Culture, Language

Nobody uses street names in Ahmedabad. I’ve not seen street addresses of any kind. Directions are always in relation to nearby landmarks: Across from the Law Garden. Next to Veejay’s Restaurant, Across from Sidi Saiyad Mosque, etc. People seem unsure of the name of many streets, and buildings lack street names. But after a few days riding around in autorickshaws we are starting to get the hang of the place.

Unfortunately I probably won’t be able to upload photos until I get back home, because it is hard to describe places like Lucky’s, a South Indian restaurant built over an ancient graveyard, with tombs nestled in between the tables, and even a tree growing out through the roof. And even though the Makar Sankranti kite festival isn’t for a week, there are children on every rooftop flying kites to get their skills ready for the kite fights.
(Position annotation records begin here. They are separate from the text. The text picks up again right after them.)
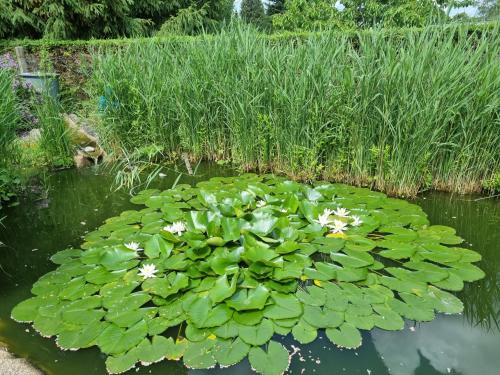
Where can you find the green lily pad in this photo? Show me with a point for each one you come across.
(274, 361)
(258, 334)
(249, 260)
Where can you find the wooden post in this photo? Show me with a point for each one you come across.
(23, 65)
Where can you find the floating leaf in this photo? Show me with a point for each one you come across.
(304, 333)
(258, 334)
(230, 352)
(273, 362)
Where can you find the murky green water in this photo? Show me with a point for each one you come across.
(79, 201)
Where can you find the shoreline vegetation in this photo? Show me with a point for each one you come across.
(397, 110)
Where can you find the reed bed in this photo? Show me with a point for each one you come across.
(9, 116)
(399, 112)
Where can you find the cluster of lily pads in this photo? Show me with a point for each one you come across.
(233, 262)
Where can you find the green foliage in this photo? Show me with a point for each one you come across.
(252, 11)
(9, 120)
(81, 19)
(275, 7)
(309, 15)
(229, 262)
(54, 140)
(384, 108)
(493, 184)
(392, 13)
(9, 115)
(321, 14)
(489, 9)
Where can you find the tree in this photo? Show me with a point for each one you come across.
(489, 9)
(308, 15)
(275, 7)
(393, 13)
(83, 19)
(252, 11)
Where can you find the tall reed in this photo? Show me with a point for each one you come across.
(398, 112)
(54, 139)
(9, 116)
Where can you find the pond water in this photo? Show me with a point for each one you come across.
(80, 200)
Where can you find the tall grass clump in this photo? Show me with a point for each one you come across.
(9, 119)
(397, 111)
(54, 138)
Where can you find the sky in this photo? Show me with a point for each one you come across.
(471, 11)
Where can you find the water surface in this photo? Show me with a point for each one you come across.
(80, 200)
The narrow, twisting, streets of the old city are full of merchants coating kite string with neon colored coatings made of broken glass, used in kite-fights. One of the stranger things I’ve noticed is the large number of people who have cotton in their ears. When we asked one woman why she had cotton in her ears she replied that it was to prevent catching a cold. Apparently they believe the cold air gets into your body through your ears. Not that our own flu prevention practices are any more rational…

I haven’t even gotten around to writing about why we are in Ahmedabad in the first place. Let me just say that we are working on a documentary film about a denotified community. It has been an exhilarating, but exhausting experience. At the end of the month we should be back in Dehradun where I hope to have more time to write!